Annals Of Popular Cuisine
The Eskimo Pie was introduced on this date in 1922 by an Iowan named Christian Nelson. If you've ever had one, you know it's a simple enough concept: a slab of vanilla ice cream dipped in chocolate that hardens into a shell upon contact with the cold ice cream. I don't remember seeing Eskimo Pie until the 1960s. Before then, we got something similar, but on a stick, from the ice cream truck. We called it a "polar bar," although I can't remember ever having seen those words on the wrapper. And you could also get something a lot like an Eskimo Pie at the Dairy Queen, where they would dispense one of their cones from the machine, then dip it in hot fudge. If all went well (sometimes the act of holding an ice cream cone upside down had predictable results), you got the same kind of chocolate shell.
Alluring Dinner Dates
Actress Nastassja Kinski was born today in 1959.
Around The Campfire
Today is the anniversary of the Boy Scouts, formed in England by Lord Baden-Powell in 1908. The Scouts were a big part of my life twenty years ago as my son grew through its ranks. We cooked and ate many a fine meal (and many a terrible one, too) on our 60 or 70 nights of camping out. Our all-time best was a twenty-pound fillet of lemonfish and an equally large whole sirloin, both grilled over an open wood fire, seasoned with Tony's. If Boy Scouts (or, more likely, Cub Scouts) come to your door selling their popcorn, buy it. The butter-flavor microwave popcorn is the best I ever ate.

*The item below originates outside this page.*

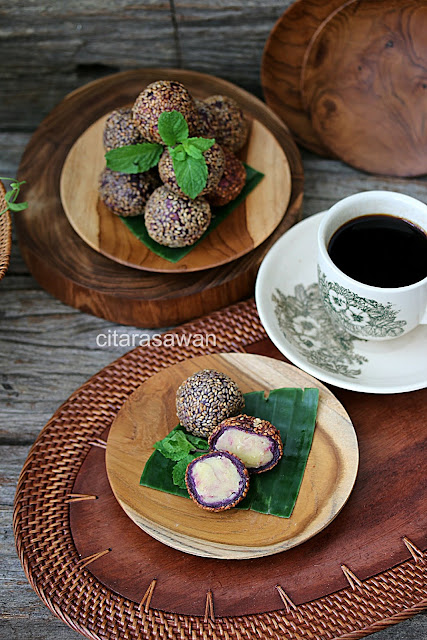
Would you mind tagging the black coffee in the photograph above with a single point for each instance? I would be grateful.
(380, 250)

Today in 1995, the O.J. Simpson murder trial began. My radio station, then WSMB, carried the entire thing live. It interrupted my radio show maddeningly, sometimes several times in one show. But it brought lots of new listeners. People still tell me they started listening to the show during the trial. . . It is the birthday of Oral Roberts, 1918. . . The Apple Macintosh computer was introduced today in 1984. Macintosh is, of course, a variety of apple. . . Tennis pro C. Gene Mako served up the first day of his life today in 1916. (Mako is one of the species of shark which often turns up on menus.)
Words To Eat By
"Do you know why kids like peanut butter and jelly sandwiches? Because they're good!"--Dick Brennan, Sr.
"I owe it all to little chocolate donuts."--John Belushi, Saturday Night Live original cast member and one of the Blues Brothers, born today in 1949.